Rosy & Red
“It was me.” She snarled, reaching across the cold metal table with her pointy sharp fingernails. It made a clink! sound as it hit the edge of the table, and the officer sitting in front of her jolted a bit, alarmed by the level of aggression coming from the small woman. The room was a dark, muted, ugly gray, and whereas the woman had just fit in, suddenly her long black hair and big brown eyes did not seem so innocent, and the ferocious form of her features made him want to grab a pair of handcuffs.
“That bitch stole my boyfriend right from me in the 10th grade. He was in love with me!” Her voice raised, turned into a screech at this point, and her voice boomed in the hollow room. The shrill made her sound much older, like a haggard old witch cursing a young woman for her choices. “He loved me, and that stupid two-timing bitch stole him from right under.”
“Ma’am, it was ten years ago.” The officer sighed, his hand clicking uncomfortable on the desk. He had his confession, he had every right to walk out of the door, but something about the woman made him fearful to leave. He was being ridiculous, he was the one with a gun hanging on his hip, but he was suddenly very nervous about what would happen if he left before the witch finished her story.
“He was my soulmate, you absolute fool! I loved everything about him. He was perfect for me and I was perfect for him, except when she came along he was blind! Blind I tell you! It was those ruby red lips I tell you, there were shining with cocaine!.”
The officer remembered the rep lips, oddly, of the dead woman they were mentioning. She worked in corporate now, her office representing a shiny future with sparkling windows and a strong mahogany desk - although the red lip had never changed. In all of the photos on her desk, and even lingering on the remains of her dead body, a stark red lip had painted her plump form, and she had died with the color playing perfectly in.

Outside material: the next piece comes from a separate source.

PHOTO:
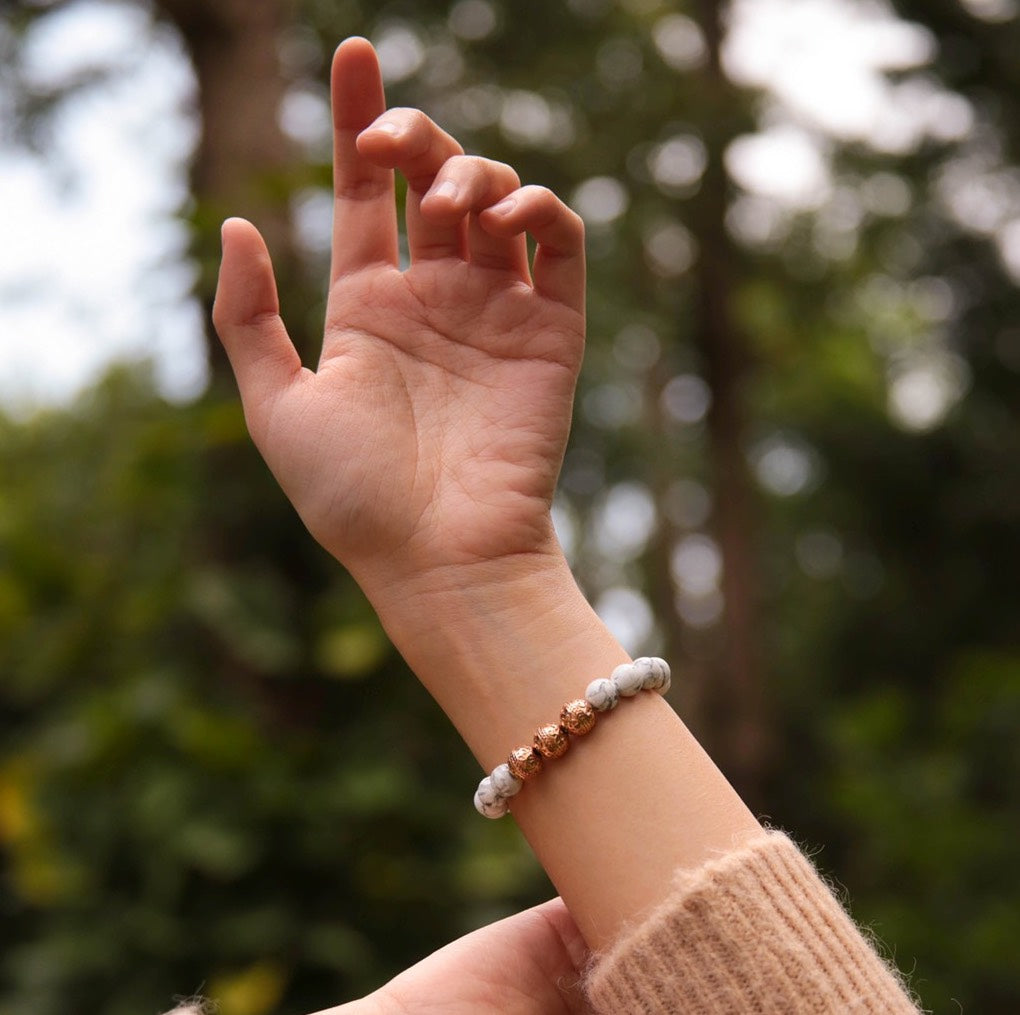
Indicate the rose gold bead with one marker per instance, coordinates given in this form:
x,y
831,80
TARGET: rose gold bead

Never mind that it wasn’t laced with cocaine (the forensic scientist had it tested), but the woman had been a serious homewrecker, and he had interviewed four other women about the relationships of their significant other.

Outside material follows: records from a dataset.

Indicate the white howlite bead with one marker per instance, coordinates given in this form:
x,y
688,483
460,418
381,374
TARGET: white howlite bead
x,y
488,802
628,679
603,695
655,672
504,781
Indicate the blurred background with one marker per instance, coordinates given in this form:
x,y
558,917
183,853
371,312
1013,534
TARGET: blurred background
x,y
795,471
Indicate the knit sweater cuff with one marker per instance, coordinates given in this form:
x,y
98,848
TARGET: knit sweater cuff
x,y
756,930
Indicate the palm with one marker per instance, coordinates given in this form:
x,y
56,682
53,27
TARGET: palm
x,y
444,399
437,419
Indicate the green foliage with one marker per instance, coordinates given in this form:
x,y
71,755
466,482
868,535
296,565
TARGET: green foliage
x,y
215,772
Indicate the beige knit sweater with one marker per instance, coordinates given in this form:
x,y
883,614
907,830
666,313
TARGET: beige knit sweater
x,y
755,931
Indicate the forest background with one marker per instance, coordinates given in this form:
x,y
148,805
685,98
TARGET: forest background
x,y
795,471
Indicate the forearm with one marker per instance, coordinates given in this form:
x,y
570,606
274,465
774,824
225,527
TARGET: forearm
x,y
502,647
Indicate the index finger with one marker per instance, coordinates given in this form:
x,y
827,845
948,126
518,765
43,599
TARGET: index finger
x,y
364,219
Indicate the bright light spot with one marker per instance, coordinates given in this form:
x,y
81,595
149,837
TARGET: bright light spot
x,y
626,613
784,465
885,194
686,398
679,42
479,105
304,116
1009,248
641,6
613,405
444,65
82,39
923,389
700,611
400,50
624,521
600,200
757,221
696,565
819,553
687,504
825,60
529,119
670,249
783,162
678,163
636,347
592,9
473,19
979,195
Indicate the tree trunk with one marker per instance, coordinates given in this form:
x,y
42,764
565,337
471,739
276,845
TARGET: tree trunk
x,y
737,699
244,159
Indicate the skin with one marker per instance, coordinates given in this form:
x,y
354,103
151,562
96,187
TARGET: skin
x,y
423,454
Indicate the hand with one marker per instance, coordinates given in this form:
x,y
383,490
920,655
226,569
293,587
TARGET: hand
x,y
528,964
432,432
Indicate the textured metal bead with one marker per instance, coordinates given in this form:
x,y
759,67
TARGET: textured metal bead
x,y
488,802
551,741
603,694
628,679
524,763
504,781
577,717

One had not even known her wife had been sleeping with another woman, and when the officer had mentioned the rosy red lips, she had collapsed into a puddle of tears, seeping into his favorite blue dress shirt and onto his white undershirt. Her snot had been a mucus green, and after two and a half showers it still made his stomach clench to look down at his chest.
Now, however, the case was closed, and he could rest easy this weekend, maybe catch the new romance movie playing at the theater.
“But my stupid ex-boyfriend had it coming, leaving me for her.”